India can also use the SCO forum to diversify and intensify its engagement with Central Asian republics, which are commonly referred to as its "extended neighbourhood."In January 2022, PM Modi hosted the first-ever virtual India-Central Asia Summit with the participation of the Presidents of Kazakhstan, Kyrgyz Republic, Tajikistan, Turkmenistan, and Uzbekistan. As the region is abundantly endowed with commodities such as crude oil, natural gas, cotton, gold, copper, aluminium, and iron, India's 'Connect Central Asia' policy has the potential for substantial trade, investment, and economic development. To counter China's influence in the region, which is already the largest trading partner for the majority of Central Asian economies, rendering them highly reliant on Chinese trade.India must increase its influence with the Central Asian nations through 3T cooperation in trade, technology, and transportation. India could expand the 'International North–South Transport Corridor' (INSTC) that connects it to other Central Asian nations, thus gaining secure access to energy exports to satisfy its rising demand. All of these are compelling arguments for India to establish a more stable and expansive economic presence in Central Asia, so that it is not solely subject to Chinese and Russian influence.
India could utilise its SCO presidency to address two crucial issues that service its geostrategic objectives. First, investigate means to de-escalate the Ukraine conflict between Russia and the West. Second, incorporate concerns regarding China's expansionist conduct into the agenda. Both appear unlikely to be explicitly discussed. What significance does SCO have for India? This may be the reason for India's decision to transfer the summit to a virtual format, which may reflect the SCO's massive trust and credibility deficit. In spite of this, India's presence at this high table is a signal to other member states of its strategic stance in the evolving geopolitical chess game in the Eurasian theatre. Its presence also counterbalances Pakistan's membership in the Shanghai Cooperation Organisation (SCO) and its expanding ties to China and the region.
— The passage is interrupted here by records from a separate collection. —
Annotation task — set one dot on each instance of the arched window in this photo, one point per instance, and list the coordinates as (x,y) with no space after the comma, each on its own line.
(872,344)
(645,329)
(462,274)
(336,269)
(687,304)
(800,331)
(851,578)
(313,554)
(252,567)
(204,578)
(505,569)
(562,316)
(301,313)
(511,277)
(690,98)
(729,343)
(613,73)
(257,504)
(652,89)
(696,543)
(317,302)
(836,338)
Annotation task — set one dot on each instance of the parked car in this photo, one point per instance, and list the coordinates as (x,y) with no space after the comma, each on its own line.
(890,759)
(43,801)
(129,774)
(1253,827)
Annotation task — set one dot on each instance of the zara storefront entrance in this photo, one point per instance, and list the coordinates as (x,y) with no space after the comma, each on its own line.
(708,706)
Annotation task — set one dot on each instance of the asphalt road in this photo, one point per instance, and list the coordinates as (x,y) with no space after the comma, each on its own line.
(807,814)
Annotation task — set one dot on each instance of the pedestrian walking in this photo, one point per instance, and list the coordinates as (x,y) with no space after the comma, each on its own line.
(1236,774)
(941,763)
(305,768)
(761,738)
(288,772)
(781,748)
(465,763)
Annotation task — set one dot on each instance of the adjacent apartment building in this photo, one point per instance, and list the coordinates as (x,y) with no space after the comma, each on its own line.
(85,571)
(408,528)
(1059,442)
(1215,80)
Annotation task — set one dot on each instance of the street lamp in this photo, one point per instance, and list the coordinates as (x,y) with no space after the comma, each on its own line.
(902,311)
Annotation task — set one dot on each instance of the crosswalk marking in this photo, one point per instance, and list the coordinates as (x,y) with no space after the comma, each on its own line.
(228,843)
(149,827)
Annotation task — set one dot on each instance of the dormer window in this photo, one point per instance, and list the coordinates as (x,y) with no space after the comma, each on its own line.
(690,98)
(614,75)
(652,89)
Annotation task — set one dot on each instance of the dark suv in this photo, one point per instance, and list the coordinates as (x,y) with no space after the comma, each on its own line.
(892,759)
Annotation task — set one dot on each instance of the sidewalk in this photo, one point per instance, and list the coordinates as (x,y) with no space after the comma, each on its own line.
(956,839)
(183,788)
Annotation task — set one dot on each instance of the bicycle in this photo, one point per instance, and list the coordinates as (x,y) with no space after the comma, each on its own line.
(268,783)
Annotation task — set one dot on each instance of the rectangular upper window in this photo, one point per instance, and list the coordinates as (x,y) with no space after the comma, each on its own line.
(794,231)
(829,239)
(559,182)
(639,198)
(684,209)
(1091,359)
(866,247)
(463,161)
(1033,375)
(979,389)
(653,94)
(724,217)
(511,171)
India must deftly leverage its relationship with Russia in order to emerge as a key actor ushering in a'rebalancing of power' in the Eurasian region.
Despite territorial disputes and their inherent strategic differences and divergences, the SCO has the potential to redraw the world order by bringing together China, India, and Russia, three economic, military, and political titans. SCO has evolved into one of the most dynamic organisations and has the potential to alter the global geopolitical landscape by ensuring regional security and stability in Eurasia.